Quelle que soit la manière dont les entreprises choisissent d’aborder la gouvernance et la sécurité des données, elles devront observer, contrôler, faire évoluer et sécuriser les données grâce à des fonctionnalités telles que l’enregistrement des métadonnées, le cryptage, le contrôle programmatique et bien d’autres encore. Cette démarche peut impliquer des acteurs techniques tels que des analystes et des ingénieurs, et le support des équipes juridique. Il est alors plus pratique d’assembler une infrastructure de données à partir de logiciels et de plates-formes qui sont confirmés pour prendre en charge ces capacités de manière native, plutôt que de les concevoir et de les construire soi-même.
Sécuriser les données pour sécuriser l’avenir
Une mauvaise sécurité et une mauvaise gouvernance des données représentent de plus en plus un danger non seulement sur le plan de la concurrence, mais aussi sur le plan juridique. Il est plus important que jamais pour les entreprises d’anticiper les problèmes potentiels grâce à des pratiques solides de gouvernance et de sécurité des données qui protègent les données des clients et les données exclusives.
La bonne nouvelle, c’est que les principes fondamentaux de la gouvernance et de la sécurité resteront probablement les mêmes, malgré les particularités des réglementations en cours. La gouvernance des données consistera toujours à observer, contrôler et faire évoluer les produits et les opérations liés aux données, tandis que la sécurité des données consistera toujours à refuser l’accès aux données à des parties non autorisées. La conformité au RGPD, à SOC2 et à d’autres normes communes dépend fondamentalement de la capacité d’une entreprise à démontrer une bonne gouvernance et de bonnes pratiques de sécurité.
Au-delà de la conformité réglementaire, une bonne gouvernance et une bonne sécurité des données sont des capacités essentielles et bénéfiques pour l’entreprise. Il est donc possible de suivre la provenance des produits de données, ce qui signifie que les processus utilisés pour les créer sont reproductibles et crédibles. En définissant clairement l’origine des produits de données, l’entreprise peut facilement maintenir une source unique de vérité et se fier à ses informations. D’une importance particulière du point de vue du public, cela implique également la capacité de comprendre et de corriger les produits de données lorsqu’ils produisent des résultats médiocres.

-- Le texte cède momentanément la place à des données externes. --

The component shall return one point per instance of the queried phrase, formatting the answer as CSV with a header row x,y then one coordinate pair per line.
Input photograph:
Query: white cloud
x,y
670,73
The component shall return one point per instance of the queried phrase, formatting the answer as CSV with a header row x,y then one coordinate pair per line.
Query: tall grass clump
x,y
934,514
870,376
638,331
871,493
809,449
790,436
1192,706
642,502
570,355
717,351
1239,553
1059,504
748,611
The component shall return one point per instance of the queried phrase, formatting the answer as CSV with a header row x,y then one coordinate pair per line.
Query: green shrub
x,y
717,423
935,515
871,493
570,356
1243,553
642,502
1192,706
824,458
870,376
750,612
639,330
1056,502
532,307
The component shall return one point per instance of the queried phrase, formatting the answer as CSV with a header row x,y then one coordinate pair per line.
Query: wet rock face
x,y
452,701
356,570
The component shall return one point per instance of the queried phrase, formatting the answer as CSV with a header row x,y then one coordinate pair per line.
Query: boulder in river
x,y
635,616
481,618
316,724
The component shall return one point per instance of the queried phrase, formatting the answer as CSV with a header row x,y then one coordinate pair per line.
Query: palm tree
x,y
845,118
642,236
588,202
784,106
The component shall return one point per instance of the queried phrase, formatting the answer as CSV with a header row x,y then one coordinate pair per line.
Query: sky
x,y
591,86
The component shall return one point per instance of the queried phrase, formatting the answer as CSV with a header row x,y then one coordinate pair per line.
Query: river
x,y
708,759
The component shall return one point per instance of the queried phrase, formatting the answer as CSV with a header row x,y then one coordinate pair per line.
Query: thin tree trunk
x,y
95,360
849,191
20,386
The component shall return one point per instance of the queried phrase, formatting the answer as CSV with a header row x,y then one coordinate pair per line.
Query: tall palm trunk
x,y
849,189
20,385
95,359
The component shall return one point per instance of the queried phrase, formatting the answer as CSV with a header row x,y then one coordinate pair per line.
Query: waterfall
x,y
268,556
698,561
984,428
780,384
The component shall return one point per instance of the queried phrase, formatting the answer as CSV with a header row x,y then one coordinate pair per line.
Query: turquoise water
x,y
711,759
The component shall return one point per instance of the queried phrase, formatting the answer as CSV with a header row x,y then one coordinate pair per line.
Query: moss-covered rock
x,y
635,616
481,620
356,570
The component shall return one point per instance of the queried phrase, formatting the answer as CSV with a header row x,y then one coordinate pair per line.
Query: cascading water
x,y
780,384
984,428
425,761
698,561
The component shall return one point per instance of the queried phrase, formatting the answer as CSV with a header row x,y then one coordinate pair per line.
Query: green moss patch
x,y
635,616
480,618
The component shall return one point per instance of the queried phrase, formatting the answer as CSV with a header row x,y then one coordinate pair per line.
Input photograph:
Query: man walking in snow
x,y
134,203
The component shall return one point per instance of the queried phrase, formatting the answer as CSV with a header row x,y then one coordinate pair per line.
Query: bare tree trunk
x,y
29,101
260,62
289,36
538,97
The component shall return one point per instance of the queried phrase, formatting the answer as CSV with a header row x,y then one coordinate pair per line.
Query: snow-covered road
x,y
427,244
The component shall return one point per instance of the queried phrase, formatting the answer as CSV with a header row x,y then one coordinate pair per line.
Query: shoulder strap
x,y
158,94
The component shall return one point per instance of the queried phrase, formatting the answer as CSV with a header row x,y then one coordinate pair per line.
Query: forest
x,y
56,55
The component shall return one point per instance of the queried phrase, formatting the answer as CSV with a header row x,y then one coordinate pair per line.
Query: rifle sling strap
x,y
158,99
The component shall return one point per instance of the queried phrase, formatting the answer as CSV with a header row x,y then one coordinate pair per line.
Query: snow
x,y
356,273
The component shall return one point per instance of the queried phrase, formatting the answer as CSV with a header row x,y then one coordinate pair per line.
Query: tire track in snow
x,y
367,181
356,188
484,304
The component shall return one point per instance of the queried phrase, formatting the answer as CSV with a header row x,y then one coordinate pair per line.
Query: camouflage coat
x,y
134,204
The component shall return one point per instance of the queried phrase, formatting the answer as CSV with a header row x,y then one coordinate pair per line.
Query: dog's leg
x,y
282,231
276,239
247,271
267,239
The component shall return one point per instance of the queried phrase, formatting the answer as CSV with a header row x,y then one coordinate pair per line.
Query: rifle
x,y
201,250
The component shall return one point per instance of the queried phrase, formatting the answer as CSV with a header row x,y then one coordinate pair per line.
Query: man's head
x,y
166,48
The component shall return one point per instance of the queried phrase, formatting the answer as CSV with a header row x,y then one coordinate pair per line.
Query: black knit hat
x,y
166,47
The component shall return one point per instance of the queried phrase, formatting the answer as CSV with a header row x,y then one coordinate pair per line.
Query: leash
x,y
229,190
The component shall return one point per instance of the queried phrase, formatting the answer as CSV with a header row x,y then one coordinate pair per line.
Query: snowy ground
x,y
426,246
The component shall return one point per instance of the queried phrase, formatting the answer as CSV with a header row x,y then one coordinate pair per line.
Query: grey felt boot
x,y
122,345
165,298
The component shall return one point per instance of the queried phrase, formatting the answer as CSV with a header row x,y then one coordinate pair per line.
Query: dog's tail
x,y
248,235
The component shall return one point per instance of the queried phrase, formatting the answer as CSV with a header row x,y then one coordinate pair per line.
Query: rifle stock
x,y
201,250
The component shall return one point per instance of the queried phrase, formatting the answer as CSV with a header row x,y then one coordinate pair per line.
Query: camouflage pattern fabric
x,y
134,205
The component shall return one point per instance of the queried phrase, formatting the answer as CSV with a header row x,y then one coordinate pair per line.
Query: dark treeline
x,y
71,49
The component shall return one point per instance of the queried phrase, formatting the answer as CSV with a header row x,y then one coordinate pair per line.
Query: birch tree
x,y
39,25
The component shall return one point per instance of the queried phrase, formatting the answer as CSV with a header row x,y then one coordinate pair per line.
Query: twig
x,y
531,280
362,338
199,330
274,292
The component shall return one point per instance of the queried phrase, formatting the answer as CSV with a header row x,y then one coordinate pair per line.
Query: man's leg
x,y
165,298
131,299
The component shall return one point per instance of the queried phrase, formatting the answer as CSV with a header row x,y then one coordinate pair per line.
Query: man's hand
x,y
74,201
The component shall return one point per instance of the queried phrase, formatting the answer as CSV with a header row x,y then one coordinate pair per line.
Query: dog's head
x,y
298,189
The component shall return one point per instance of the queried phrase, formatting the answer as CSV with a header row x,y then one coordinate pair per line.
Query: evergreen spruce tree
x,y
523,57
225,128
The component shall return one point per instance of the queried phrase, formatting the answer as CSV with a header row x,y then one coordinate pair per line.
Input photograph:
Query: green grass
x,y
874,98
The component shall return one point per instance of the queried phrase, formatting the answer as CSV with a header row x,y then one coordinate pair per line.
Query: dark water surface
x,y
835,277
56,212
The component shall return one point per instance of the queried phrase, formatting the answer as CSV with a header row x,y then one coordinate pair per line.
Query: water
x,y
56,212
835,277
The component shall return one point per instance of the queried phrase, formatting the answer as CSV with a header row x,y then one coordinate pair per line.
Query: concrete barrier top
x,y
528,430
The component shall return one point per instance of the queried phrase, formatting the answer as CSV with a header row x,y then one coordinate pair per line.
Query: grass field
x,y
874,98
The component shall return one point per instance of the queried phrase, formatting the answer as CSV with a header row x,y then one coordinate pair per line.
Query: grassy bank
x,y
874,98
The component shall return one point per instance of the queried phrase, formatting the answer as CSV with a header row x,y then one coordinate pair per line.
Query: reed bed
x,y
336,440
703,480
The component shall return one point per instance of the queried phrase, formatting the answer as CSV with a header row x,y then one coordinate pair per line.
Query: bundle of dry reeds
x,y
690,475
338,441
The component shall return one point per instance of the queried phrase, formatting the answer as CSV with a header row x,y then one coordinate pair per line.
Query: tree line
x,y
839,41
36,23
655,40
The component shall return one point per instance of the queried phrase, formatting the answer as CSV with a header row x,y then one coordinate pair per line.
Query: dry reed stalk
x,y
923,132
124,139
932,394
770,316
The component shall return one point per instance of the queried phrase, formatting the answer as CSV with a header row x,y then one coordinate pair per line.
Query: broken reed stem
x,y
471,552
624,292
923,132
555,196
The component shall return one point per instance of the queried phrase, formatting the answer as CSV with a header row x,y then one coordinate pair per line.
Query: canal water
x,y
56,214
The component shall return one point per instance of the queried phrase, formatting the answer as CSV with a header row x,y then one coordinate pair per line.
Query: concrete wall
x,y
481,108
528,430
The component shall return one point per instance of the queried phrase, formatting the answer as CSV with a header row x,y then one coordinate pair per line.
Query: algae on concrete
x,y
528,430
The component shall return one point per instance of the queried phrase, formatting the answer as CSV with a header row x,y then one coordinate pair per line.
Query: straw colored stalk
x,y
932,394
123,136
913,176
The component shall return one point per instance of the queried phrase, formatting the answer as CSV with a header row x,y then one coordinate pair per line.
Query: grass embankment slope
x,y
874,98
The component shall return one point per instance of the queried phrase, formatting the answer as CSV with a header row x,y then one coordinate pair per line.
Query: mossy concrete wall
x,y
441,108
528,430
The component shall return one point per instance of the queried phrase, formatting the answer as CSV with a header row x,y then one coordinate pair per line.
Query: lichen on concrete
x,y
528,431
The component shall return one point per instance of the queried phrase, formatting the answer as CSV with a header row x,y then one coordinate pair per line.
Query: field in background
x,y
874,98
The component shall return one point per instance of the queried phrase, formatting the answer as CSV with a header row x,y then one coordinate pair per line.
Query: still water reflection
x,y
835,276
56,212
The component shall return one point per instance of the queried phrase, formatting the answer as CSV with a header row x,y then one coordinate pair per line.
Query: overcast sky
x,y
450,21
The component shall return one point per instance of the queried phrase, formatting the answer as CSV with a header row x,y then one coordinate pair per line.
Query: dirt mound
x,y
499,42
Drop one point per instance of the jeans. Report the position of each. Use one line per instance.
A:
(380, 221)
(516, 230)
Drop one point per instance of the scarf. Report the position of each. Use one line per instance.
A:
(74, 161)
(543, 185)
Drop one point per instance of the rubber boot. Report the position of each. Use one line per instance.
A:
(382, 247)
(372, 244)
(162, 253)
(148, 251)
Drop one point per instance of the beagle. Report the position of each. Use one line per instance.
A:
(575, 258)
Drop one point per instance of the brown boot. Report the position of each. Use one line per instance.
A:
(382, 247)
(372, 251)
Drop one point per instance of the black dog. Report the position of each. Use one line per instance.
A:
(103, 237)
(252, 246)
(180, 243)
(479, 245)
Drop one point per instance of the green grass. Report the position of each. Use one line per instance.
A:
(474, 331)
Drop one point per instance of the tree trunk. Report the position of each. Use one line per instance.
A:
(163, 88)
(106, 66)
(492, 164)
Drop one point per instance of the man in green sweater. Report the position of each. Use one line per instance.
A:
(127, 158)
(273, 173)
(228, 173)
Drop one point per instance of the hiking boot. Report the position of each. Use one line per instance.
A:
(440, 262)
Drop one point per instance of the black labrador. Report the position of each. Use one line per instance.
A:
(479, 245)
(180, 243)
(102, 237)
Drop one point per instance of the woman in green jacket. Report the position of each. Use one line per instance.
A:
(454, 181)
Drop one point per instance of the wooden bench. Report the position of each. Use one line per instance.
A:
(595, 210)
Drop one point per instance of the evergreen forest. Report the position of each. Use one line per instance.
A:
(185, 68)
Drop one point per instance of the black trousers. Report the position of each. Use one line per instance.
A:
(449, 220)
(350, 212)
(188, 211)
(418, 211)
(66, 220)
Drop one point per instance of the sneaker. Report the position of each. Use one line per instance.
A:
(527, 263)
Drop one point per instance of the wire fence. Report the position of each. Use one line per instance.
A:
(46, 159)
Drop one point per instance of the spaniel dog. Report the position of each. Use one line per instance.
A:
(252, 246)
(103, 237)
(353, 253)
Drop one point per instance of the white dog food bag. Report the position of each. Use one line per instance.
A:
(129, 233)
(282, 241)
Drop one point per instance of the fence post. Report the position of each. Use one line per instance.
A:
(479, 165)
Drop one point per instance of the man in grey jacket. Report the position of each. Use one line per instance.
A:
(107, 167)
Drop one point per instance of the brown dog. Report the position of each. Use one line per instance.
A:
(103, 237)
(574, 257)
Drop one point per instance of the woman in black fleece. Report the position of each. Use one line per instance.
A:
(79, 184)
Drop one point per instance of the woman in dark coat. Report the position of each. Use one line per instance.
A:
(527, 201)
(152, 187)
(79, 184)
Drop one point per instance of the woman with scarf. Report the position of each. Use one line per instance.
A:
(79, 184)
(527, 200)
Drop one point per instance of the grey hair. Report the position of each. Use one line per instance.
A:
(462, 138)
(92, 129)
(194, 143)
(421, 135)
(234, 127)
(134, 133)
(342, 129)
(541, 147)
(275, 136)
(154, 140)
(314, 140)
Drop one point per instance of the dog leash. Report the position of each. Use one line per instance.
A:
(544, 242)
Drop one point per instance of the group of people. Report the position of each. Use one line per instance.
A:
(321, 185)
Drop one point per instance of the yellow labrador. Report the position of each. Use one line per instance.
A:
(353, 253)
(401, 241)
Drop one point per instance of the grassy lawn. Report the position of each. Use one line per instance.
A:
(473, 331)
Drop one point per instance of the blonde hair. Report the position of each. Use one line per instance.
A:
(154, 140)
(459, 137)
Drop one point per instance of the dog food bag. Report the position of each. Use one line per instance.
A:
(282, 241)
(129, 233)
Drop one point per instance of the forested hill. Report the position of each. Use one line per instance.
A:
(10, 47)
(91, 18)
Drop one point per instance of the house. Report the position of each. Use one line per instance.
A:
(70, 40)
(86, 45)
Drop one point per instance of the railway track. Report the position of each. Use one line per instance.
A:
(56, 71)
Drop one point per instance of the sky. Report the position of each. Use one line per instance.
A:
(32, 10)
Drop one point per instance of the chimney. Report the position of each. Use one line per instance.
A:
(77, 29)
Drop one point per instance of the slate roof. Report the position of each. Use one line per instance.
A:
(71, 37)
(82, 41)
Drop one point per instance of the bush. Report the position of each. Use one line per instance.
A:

À mesure que la puissance de l’analyse avancée et de l’IA augmente, l’importance de la gouvernance et de la sécurité des données et les enjeux globaux qui en découlent augmentent également. Il incombe aux entreprises de mettre en place une infrastructure sécurisée et gouvernée, d’avoir des conversations critiques et d’évaluer et de sélectionner avec soin les outils et les plateformes appropriés.